DART will collide with the small moon of an asteroid in order to shift its orbit around its parent body - to test the concept of diverting threatening objects away from Earth.

ESA will provide crucial ground station support to DART as it departs for deep space, helping relay signals from the ambitious mission immediately following launch.

One group of Europeans is following DART's launch campaign particularly closely: the team developing ESA's Hera spacecraft, designed to undertake a close-up survey of the consequences of DART's collision.

DART will collide with the smaller body of the Didymos binary asteroid system in September 2022, striking at a speed of around 6.6 km per second.

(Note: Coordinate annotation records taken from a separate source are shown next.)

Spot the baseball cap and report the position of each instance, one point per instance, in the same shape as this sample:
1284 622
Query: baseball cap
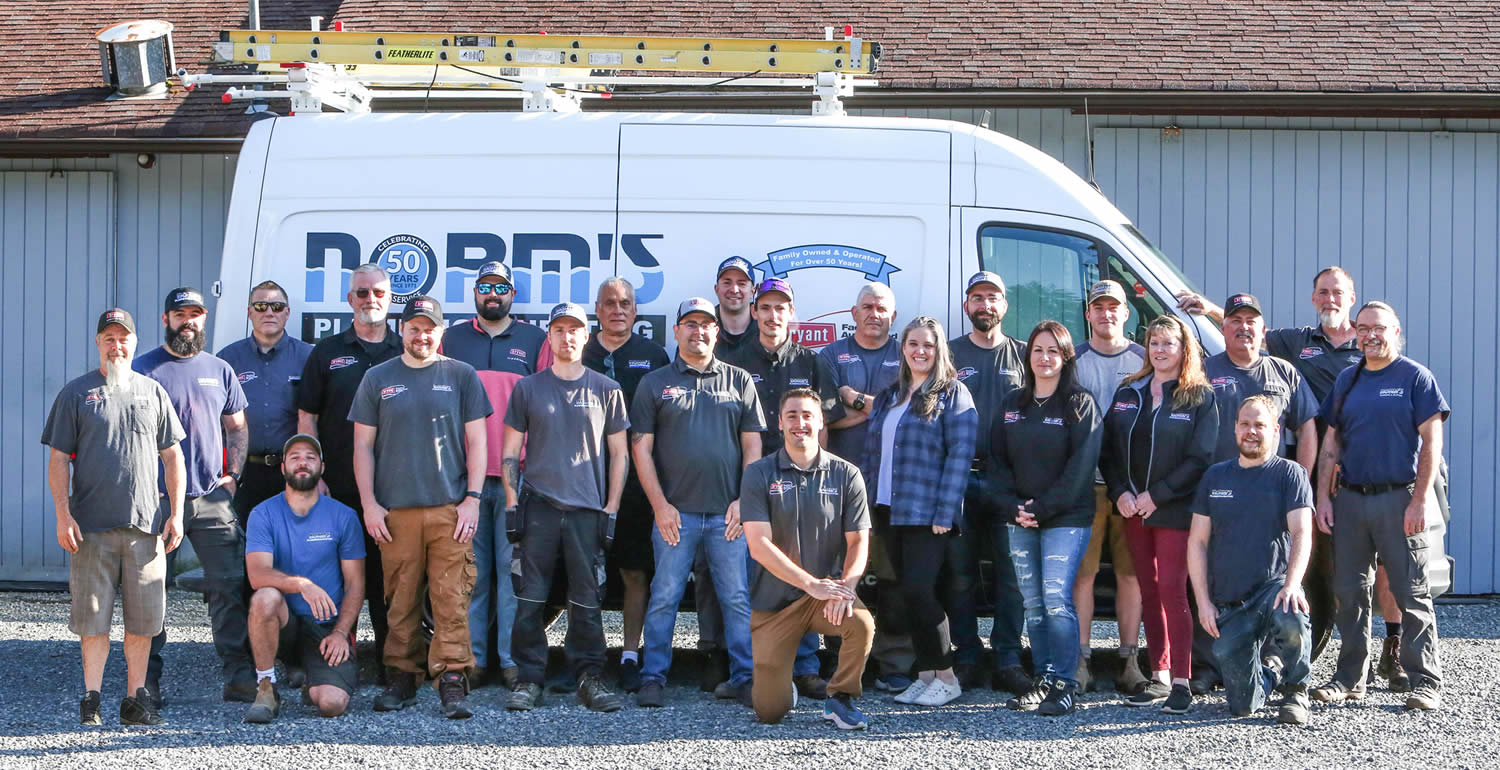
984 276
735 263
422 306
695 305
303 439
1107 288
183 297
116 315
494 269
567 309
1242 300
774 284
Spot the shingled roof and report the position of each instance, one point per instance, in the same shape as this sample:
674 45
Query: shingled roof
51 84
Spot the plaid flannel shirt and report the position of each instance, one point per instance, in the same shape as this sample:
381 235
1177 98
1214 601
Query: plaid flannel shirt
932 458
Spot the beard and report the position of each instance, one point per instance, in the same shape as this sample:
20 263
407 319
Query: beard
185 341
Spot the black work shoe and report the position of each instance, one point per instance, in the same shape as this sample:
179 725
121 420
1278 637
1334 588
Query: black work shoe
452 689
89 709
137 710
1011 679
524 697
1179 701
1029 698
1152 694
266 706
651 695
398 694
1061 698
810 686
596 695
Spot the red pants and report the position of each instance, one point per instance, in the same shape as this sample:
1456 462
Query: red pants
1161 566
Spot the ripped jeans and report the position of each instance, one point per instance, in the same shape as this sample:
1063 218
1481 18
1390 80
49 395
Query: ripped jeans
1046 565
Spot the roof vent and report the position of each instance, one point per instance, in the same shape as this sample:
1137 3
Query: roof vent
137 57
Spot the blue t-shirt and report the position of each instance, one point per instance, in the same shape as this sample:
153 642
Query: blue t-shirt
1379 418
203 389
306 547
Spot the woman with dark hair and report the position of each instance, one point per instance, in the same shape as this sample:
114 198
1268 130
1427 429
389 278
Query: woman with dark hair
1158 439
921 436
1044 448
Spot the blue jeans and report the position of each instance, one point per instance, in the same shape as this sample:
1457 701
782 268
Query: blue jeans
1046 563
494 601
1244 631
674 565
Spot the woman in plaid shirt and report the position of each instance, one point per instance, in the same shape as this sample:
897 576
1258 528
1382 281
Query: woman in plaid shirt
921 436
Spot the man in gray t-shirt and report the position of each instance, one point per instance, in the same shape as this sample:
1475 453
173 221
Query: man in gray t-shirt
572 422
419 461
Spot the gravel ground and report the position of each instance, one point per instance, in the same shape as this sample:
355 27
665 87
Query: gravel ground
41 670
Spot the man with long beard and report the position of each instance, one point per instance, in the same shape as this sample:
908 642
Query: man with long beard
305 556
210 406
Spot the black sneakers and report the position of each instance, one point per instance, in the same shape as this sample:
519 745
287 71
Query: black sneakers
401 691
596 695
137 710
89 709
452 692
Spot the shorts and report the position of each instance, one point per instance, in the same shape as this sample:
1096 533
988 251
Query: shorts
125 559
305 635
1106 526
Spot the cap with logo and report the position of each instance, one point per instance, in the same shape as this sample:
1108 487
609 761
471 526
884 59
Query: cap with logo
183 297
1107 290
303 439
422 306
1236 302
735 263
774 284
567 309
695 305
984 276
495 269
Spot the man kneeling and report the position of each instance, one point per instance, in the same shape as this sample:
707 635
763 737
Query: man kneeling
305 557
794 506
1253 523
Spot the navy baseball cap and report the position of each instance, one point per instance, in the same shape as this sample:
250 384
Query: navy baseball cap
735 263
422 306
116 317
494 269
183 297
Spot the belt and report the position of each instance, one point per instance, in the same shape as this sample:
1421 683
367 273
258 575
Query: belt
1377 488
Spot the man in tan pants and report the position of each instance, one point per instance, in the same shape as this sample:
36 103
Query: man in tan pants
809 530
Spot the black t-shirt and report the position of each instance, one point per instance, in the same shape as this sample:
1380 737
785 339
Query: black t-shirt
1248 542
329 383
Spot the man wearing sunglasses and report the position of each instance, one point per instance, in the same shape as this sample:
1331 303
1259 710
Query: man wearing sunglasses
501 350
329 383
269 366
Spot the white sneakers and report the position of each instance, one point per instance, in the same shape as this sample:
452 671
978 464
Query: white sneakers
935 692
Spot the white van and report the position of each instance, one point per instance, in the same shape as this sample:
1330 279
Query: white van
567 200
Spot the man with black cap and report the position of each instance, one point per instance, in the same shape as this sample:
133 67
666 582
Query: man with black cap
501 350
329 380
210 406
572 424
990 366
305 556
695 425
105 434
419 460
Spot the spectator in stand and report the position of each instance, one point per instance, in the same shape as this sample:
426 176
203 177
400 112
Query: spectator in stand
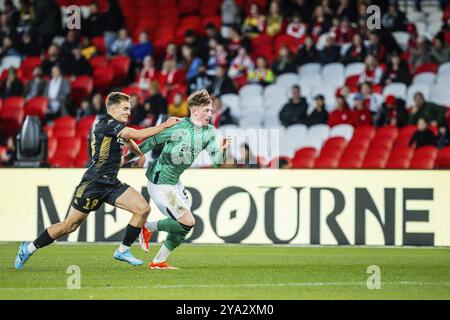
171 52
254 23
148 73
295 111
331 52
346 11
179 107
8 49
142 49
361 116
98 107
296 28
155 104
200 81
274 24
138 113
320 23
248 160
221 83
307 53
71 42
440 52
370 100
431 112
240 66
36 86
122 45
340 115
235 42
284 62
53 59
76 65
28 45
394 19
261 74
319 114
357 51
94 24
57 92
191 63
376 47
84 110
26 16
88 50
422 53
392 113
344 32
171 77
221 114
423 136
397 71
47 22
230 16
443 138
12 86
372 72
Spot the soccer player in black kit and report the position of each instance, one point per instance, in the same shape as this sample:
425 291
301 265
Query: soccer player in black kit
100 184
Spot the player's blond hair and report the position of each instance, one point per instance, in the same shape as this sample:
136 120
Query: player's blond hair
199 99
116 97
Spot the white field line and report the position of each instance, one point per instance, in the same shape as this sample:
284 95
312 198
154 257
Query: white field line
249 285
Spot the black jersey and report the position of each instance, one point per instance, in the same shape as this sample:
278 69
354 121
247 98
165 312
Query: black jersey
106 149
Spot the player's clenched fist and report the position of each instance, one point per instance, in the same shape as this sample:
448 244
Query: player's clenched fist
171 121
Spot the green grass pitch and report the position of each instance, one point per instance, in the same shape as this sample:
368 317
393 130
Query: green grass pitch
230 272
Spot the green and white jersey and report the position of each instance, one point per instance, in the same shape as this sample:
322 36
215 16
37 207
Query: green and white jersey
183 143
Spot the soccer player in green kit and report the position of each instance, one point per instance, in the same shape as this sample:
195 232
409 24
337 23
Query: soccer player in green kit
183 142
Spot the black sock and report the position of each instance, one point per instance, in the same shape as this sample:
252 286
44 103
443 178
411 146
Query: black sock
131 234
43 240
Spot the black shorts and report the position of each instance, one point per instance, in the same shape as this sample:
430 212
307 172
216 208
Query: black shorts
90 195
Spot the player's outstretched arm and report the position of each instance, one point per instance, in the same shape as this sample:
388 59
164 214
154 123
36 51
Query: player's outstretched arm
130 133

Observing from across space will still leave multiple unknowns, such as the precise mass of Dimorphos, its makeup and its internal structure - as well as the size and shape of the crater left by DART. So, in November 2024 Hera will head towards the Didymos system, commencing its detailed 'crime scene investigation' of the two asteroids in late 2026.

By gathering data close-up, Hera will help turn DART's grand scale impact experiment into a well-understood and repeatable deflection technique - ready to be deployed if an asteroid should ever be spotted heading Earthward.

"The distant end point of all this activity will soon become much more tangible, notes Patrick Michel, CNRS Director of Research of France's Cote d'Azur Observatory and Hera's Principal Investigator."Either directly or through its accompanying Italian-made LICIACube 'selfie-sat', DART next year should give us our first brief close-up of the Didymos system.

"An international community of people are anticipating that initial glimpse, then the more detailed survey that will follow from Hera. In all there are hundreds of researchers from dozens of institutions located across Europe, the US and other countries as far afield as Japan and Uruguay involved in the two missions, their work coordinated through the AIDA collaboration, with a wide cross-participation between DART and Hera scientists."

ESA support for DART departure ESA's deep space ground station at New Norcia in Western Australia will be supporting NASA's Deep Space Network during DART's launch.

The station's agile, 4.5m antenna, which is specifically designed for initial acquisition of a spacecraft following launch, will capture the first signal from DART after it separates from its Falcon 9 launcher and help maintain contact as the spacecraft heads into interplanetary space.